Inocentes almas, son las que pagan por los actos de los criminales religiosos que en varias ocasiones se disfrazan de padres, sacerdotes, curas o seguidores de Dios, para abusar sexualmente de niños y desgraciadamente esta situación existe en todo el mundo.

Este 5 de octubre se dio a conocer el conteo de reportes que hay desde hace 70 años en Francia y son alrededor de 300 mil niños que han sido abusados sexualmente, donde casi todas las pequeñas víctimas son varones, mientras que las edades de los afectados oscilan entre los 10 y 13 años.

No obstantes, otros países también presentan la misma situación, pues en Estados Unidos, tan solo en el año 2018 se registraron cerca de mil 300 casos de pederastas religiosos.

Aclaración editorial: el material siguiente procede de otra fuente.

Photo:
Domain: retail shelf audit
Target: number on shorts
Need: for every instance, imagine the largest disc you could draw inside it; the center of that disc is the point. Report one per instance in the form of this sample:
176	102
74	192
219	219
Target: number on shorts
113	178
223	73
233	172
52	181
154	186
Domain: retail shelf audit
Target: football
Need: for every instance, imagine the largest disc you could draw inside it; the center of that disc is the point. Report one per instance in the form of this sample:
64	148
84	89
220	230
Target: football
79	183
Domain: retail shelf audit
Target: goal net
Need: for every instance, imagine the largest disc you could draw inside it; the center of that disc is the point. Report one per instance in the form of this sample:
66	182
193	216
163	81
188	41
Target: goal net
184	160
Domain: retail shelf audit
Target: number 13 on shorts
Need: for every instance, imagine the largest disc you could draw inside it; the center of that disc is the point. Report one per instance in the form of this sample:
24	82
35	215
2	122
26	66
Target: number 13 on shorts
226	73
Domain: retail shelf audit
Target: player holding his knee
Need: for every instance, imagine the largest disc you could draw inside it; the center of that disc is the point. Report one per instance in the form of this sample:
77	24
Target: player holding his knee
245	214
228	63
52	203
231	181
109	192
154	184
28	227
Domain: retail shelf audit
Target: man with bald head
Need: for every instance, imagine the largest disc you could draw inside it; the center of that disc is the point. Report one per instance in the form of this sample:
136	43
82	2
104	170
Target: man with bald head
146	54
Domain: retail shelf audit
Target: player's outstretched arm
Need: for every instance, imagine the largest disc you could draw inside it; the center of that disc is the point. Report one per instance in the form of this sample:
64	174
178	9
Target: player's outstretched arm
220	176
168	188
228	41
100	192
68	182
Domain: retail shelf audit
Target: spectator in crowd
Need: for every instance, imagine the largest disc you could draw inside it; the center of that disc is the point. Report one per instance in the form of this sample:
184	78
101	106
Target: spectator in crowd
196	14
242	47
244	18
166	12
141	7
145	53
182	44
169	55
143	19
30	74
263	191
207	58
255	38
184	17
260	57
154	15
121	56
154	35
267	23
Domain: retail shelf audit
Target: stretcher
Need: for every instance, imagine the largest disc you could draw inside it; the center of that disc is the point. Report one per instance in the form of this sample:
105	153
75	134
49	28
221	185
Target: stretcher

Mientras que en México desde el 2010 se han reportado por lo menos 101 sacerdotes que han sido llevados a proceso por delito sexual, esto tan solo de los casos que se detectan y se denuncian porque hay millones de niños que no corren con la suerte de ser salvados.

Por otra parte, el Papa Francisco, como una importante misión ha reformado el Libro VI del Código de Derecho Canónico sobre las sanciones penales en la Iglesia Católica contra abusos de este tipo, por lo que en varias ocasiones ha pedido perdón.

En este cambio ha ofrecido discreción para con los menores afectados, sanciones severas y también se ha cambiado el plazo de prescripción de delitos, con el fin de favorecer la conclusión de los procesos en un tiempo razonablemente corto.